The script InVivo_Align_CaImagingSessions.m loads in vivo recorded Ca2+ imaging data. Ca2+ imaging data was pre-processed with Inscopix Mosaic software. For further details on required structure of in vivo recorded Ca2+ imaging data, please refer to section in vivo Ca2+ imaging data . First, the final experiment for the detection of blood vessels (RECDSA) is loaded and processed. All following experiments are loaded and co-registered with RECDSA. Sampledata.mat data includes all manually defined control points for registration.
Volumetric laser confocal microscope scans are provided within the sample data. Histology was not labeled with antibodies and endogenous Green fluorescence protein (GFP) signals from the Calciun indicator GCaMP6f were scanned. Histology imaging data is processed within Main.m.
Image stacks from volumetric histology scans are loaded using load_histology_imagestack.m. A new window opens, allowing to select all images belonging to the scan of the first histology section. You can select multiple images by using clicking the while pressing the [Shift] button. When you are done with selecting the images click Open to proceed selecting the scanned images of histology section 2. You can repeat the steps until you loaded the images of all histology sections. When done, press cancel to proceed loading the selected files.
If you performed co-labeling of neurons in histology, you must export z-stacks of all channels separately and load them within Main.m. All transformations must then also be applied to the data structures of histology channel 2. When you assess the expression of fluorescent markers of matched cells using plot_interactive_identifiedcells.m, you can switch the displayed channels of the histology scans.
In the sample data, three individual in vivo Ca2+ imaging recordings are provided:
Each in vivo Ca2+ recording consists of:
- a Minimum intensity projection image of the original movie (*.minrec.tif)
- a .csv file containing calcium transients and calcium events
- and a folder IC containing all independent component images (IC) of all identified neurons.
Each .csv file must follow a specific structure:
- The first row contains variable names (export them from Mosaic)
- The first column includes a time code
- The following columns contain dF/F traces, optionally calcium event traces as well.
Further, a final experiment a fluorescent dye was injected into the tail vein of the anaesthetized animal. Prior to the injection of the fluorescent dye, a three-minute-long recording was obtained. Following the injection of the fluorescent dye, another three-minute-long recording was obtained. In this experiment no neuronal activity was recorded. Instead, projection images of the original movies are provided:
- min-natice.tif is a minimum intensity projection image of the recording acquired prior to the injection of the fluorescent dye.
- mean-native.tif is a mean intensity projection image of the recording acquired prior to the injection of the fluorescent dye.
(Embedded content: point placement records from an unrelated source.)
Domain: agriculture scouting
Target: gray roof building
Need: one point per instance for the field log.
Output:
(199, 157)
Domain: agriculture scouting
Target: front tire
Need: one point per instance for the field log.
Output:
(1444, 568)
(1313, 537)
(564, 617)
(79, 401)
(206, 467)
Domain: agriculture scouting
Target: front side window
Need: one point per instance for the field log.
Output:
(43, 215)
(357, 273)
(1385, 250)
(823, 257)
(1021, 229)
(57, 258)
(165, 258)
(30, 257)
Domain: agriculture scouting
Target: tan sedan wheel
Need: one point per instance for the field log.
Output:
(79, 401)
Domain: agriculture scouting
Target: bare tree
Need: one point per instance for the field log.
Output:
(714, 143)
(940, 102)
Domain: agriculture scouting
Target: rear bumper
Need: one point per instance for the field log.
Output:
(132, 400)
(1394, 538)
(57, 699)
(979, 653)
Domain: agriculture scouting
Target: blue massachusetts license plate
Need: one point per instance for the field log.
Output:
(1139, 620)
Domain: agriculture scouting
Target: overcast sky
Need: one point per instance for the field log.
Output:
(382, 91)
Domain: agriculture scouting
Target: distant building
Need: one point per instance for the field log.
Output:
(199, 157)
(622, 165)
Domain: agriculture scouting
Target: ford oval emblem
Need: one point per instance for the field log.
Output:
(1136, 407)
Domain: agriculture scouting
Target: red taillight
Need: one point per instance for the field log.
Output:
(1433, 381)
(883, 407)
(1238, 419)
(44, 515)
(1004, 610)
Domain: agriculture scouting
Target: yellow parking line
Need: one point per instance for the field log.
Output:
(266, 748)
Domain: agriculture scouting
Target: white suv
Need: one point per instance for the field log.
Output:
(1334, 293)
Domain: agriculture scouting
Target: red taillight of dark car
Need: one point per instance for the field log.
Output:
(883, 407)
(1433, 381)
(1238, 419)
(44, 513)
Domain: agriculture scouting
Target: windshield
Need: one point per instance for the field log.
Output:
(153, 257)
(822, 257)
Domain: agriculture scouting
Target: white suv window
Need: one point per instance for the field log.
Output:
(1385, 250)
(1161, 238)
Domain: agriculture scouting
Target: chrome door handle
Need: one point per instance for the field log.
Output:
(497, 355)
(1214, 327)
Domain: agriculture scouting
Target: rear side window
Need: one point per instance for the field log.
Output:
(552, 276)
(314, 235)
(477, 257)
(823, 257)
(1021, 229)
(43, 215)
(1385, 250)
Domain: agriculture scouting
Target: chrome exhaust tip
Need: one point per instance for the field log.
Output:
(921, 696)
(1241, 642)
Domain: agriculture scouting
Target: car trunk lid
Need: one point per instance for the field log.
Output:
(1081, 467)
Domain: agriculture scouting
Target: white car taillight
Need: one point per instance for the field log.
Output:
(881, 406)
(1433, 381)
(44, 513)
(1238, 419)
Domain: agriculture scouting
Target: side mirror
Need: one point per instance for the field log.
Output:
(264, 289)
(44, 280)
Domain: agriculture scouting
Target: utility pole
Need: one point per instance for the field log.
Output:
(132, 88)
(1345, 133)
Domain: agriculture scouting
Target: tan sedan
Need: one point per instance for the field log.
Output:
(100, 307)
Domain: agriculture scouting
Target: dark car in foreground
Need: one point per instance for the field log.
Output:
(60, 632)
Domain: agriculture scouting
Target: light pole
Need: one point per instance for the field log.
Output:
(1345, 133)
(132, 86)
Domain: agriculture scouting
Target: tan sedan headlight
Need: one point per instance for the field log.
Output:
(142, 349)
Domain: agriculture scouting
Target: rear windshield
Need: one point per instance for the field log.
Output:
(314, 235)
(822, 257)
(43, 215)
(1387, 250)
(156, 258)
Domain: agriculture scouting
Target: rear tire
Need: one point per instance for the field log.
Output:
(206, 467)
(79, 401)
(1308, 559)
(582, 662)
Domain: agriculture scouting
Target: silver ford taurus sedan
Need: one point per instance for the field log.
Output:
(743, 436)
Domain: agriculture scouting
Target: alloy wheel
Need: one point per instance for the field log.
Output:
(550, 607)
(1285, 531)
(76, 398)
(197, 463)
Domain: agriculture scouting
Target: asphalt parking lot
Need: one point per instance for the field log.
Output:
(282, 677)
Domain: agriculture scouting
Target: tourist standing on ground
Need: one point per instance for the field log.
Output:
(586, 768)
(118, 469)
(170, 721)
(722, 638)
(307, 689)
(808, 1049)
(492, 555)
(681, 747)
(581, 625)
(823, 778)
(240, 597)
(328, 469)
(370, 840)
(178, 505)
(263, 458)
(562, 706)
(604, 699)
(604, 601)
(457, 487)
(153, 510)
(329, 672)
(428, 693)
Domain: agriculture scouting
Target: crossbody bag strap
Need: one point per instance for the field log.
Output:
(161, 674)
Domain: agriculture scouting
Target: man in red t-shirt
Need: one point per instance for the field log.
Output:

- maxIP-CE.tif is a standard deviation projection image of the recording acquired following the injection of the fluorescent dye.
If you have any questions and comments, please use Github discussions and I will answer as soon as possible. If you find any bugs, please create an issue.
This program is licensed under the Creative Commons Attribution-NonCommercial-NoDerivatives 4.0 International (CC BY-NC-ND 4.0) license. Non-commercial use of the software is free.
This program is distributed in the hope that it will be useful for research, but without any warranties of title, merchantability, fitness for a particular purpose, non-infringement, absence of latent or other defects, accuracy, or the presence or absence of errors, whether or not known or discoverable. See the CC BY-NC-ND License for more details.